GraphPad Statistics Guide

Interpreting results: Correlation

Interpreting results: Correlation

Previous topic Next topic No expanding text in this topic  

Interpreting results: Correlation

Previous topic Next topic JavaScript is required for expanding text JavaScript is required for the print function Mail us feedback on this topic!  

Correlation coefficient

The correlation coefficient, r, ranges from -1 to +1. The nonparametric Spearman correlation coefficient, abbreviated rs, has the same range. This latter value is sometimes denoted by the Greek letter ρ (rho).

Value of r (or rs)

Interpretation

1.0

Perfect correlation

0 to 1

The two variables tend to increase or decrease together.

0.0

The two variables do not vary together at all.

-1 to 0

One variable increases as the other decreases.

-1.0

Perfect negative or inverse correlation.

If r or rs is far from zero, there are four possible explanations:

Changes in the X variable causes a change the value of the Y variable.

Changes in the Y variable causes a change the value of the X variable.

Changes in another variable influence both X and Y.

X and Y don’t really correlate at all, and you just happened to observe such a strong correlation by chance. The P value quantifies the likelihood that this could occur.

Notes on correlation coefficients:

If you choose Spearman nonparametric correlation, Prism computes the confidence interval of the Spearman correlation coefficient by an approximation. According to Zar (Biostatistical Analysis) this approximation should only be used when n>10. So with smaller n, Prism simply does not report the confidence interval of the Spearman correlation coefficient.

If you ask Prism to compute a correlation matrix (compute the correlation coefficient for each pair of variables), it computes a simple correlation coefficient for each pair, without regard for the other variables. It does not compute multiple regression, or partial regression, coefficients.

If all Y values are the same, it is not possible to compute a correlation coefficient (parametric or nonparametric), and Prism reports "horizontal line". Correlation asks how much X and Y vary together. If Y doesn't vary at all, that question is not meaningful and the correlation calculations can't be done (division by zero).

If all the X values are the same, it is not possible to compute a correlation coefficient, and Prism reports "vertical line".

r2

Perhaps the best way to interpret the value of r is to square it to calculate r2. Statisticians call this quantity the coefficient of determination, but scientists call it "r squared". It is a value that ranges from zero to one, and is the fraction of the variance in the two variables that is “shared”. For example, if r2=0.59, then 59% of the variance in X can be explained by variation in Y. Likewise, 59% of the variance in Y can be explained by variation in X. More simply, 59% of the variance is shared between X and Y.

Prism only calculates an r2 value from the Pearson correlation coefficient. It is not appropriate to compute r2 from the nonparametric Spearman correlation coefficient.

P value

The P value answers this question:

If there really is no correlation between X and Y overall, what is the chance that random sampling would result in a correlation coefficient as far from zero (or further) as observed in this experiment?

If the P value is small, you can reject the idea that the correlation is due to random sampling.

If the P value is large, the data do not give you any reason to conclude that the correlation is real. This is not the same as saying that there is no correlation at all. You just have no compelling evidence that the correlation is real and not due to chance. Look at the confidence interval for r. It will extend from a negative correlation to a positive correlation. If the entire interval consists of values near zero that you would consider biologically trivial, then you have strong evidence that either there is no correlation in the population or that there is a weak (biologically trivial) association. On the other hand, if the confidence interval contains correlation coefficients that you would consider biologically important, then you couldn't make any strong conclusion from this experiment. To make a strong conclusion, you’ll need data from a larger experiment.
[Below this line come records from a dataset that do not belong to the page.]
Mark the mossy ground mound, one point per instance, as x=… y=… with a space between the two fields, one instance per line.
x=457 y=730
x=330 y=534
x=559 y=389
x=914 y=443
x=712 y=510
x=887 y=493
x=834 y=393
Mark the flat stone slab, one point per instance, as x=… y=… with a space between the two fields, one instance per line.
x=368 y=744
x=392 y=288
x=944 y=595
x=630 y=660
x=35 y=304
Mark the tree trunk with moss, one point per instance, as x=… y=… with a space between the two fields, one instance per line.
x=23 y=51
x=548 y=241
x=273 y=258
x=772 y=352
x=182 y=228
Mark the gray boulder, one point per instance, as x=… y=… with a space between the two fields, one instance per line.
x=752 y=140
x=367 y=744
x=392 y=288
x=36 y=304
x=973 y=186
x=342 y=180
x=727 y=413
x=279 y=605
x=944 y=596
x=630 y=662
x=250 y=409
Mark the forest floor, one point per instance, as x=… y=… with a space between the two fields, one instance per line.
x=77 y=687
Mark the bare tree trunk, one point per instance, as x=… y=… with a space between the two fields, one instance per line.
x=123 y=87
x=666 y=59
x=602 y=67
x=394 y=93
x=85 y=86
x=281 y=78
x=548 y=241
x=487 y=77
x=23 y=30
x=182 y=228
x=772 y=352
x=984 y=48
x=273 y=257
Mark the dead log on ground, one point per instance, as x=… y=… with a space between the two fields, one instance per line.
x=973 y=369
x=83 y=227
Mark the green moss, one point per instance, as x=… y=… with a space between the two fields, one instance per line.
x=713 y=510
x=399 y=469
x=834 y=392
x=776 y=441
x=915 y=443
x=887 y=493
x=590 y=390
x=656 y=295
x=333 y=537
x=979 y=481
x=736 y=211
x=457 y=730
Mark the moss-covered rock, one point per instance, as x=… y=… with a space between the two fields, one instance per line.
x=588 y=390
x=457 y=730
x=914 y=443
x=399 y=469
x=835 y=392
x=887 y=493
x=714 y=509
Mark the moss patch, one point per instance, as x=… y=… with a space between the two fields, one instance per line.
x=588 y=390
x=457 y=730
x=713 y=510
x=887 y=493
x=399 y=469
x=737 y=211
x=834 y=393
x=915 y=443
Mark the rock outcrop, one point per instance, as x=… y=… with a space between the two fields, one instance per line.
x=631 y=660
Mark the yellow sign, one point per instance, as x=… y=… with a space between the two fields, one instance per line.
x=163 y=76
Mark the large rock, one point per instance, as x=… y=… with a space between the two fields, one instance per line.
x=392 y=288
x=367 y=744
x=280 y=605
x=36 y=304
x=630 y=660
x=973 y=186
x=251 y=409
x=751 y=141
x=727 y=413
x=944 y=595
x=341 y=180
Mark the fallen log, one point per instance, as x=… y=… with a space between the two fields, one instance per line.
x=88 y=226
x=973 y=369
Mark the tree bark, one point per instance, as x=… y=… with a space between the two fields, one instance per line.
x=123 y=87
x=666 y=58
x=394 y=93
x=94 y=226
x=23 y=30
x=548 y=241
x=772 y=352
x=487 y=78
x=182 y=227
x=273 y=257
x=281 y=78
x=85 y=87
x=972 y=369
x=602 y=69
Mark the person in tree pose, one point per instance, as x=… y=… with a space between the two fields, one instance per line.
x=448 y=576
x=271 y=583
If you entered data onto a column table and requested a correlation matrix, Prism will report a P value for the correlation of each column with every other column. These P values do not include any correction for multiple comparisons.

Prism always reports two-tailed (two-sided) P values.

How Prism computes the P value for Spearman nonparametric correlation

With 17 or fewer XY pairs, Prism computes an exact P value for nonparametric (Spearman) correlation,  looking at all possible permutations of the data. The exact calculations handle ties with no problem. With 18 or more pairs, Prism computes an approximate P value for nonparametric correlation). This approximation is standard. It first computes a t ratio from Rs, and then computes P from that.

Prism 5 used a cutoff of >13 pairs to do an approximate calculation in the absence of ties and always used the approximation in the presence of ties, while now Prism uses a cutoff of >17 pairs. Therefore Prism 5 will report different (less accurate) results for data sets with between 14 and 17 pairs or data sets with fewer than 17 pairs but with ties.

Prism 7 fixed a bug in Prism 6 (up to 6.05 and 6.0f, but not in earlier versions) that resulted in incorrect P values sometimes when Rs was negative, there were tied values, and the P value was computed exactly.